海外文学読書録

書評と感想

ルイ・レテリエ『インクレディブル・ハルク』(2008/米)

★★

科学者のブルース・バナー(エドワード・ノートン)は施設で軍事研究をしており、自分の体を使って人体実験をする。その結果、心拍数が200を超えると怪物化する特殊体質になってしまった。軍から追われる身になったブルースは、ブラジルのスラム街に身を隠して生活している。ところが、あることがきっかけで軍に見つかり、最強の兵士ブロンスキー(ティム・ロス)と対峙することに。また、ブルースには恋人ベティ(リヴ・タイラー)がいて……。

予想以上に地味な映画だった。前半はブルースと軍隊の追いかけっこ、後半は怪物同士の対決である。CGで描かれた怪物と背景の融合がいまいちで、映像技術の限界が目についた。特に戦闘シーンでは怪物だけ画面から浮いている。もう少しどうにかならないかと思った。

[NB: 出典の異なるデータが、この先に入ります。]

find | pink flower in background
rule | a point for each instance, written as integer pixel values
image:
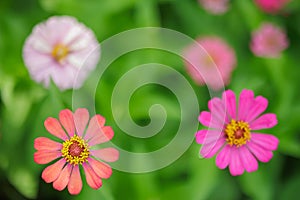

序盤は善玉と悪玉の立場を逆転させたような構図で、たぶんヒーローものとしては異質なのだろう。というのも、普通だったら人間が善玉で、知略を駆使して怪物に挑むのが王道のはずである。それが本作では逆になっていて、怪物になった主人公が向かってくる人間どもを圧倒的パワーで蹴散らしている。見た目もいかつくて悪役っぽい。しかし、彼は軍に追われる身であり、捕まったらその実験成果を兵器に利用されてしまう。悲しい宿業を背負っているのだった。本作は心拍数が200を超えると怪物に変身するという設定が光っている。走っていても危ないし、セックスだってろくにできやしない。自分の意思ではなく、不可抗力で怪物になるところが悲劇である。

ブルースがハルクになった姿はボディビルダーも真っ青の筋肉だるまで、これは究極の男性性ではないかと目をみはった。もちろん、見た目に違わずパワーも桁違いである。その肉体は銃弾を弾き、軍隊の攻撃を寄せ付けない。彼と対等に戦えるのは同じく怪物化したブロンスキーくらいである。しかも、そのブロンスキーは自分より強い敵を熱望する戦闘狂で、ブルースと男性性を競おうとするのだった。このシンプルさは嫌いではないものの、それにしたってアメリカ人のマッチョ好きにはつくづく呆れてしまう。

ヒクソン・グレイシーがブルースの師匠役として出演していた。懐かしい。道場でブルースの頬を張り飛ばしていて、あれが素なのだろうという感じの自然さだった。昔は日本でも格闘技イベントが流行ってたよなあ……。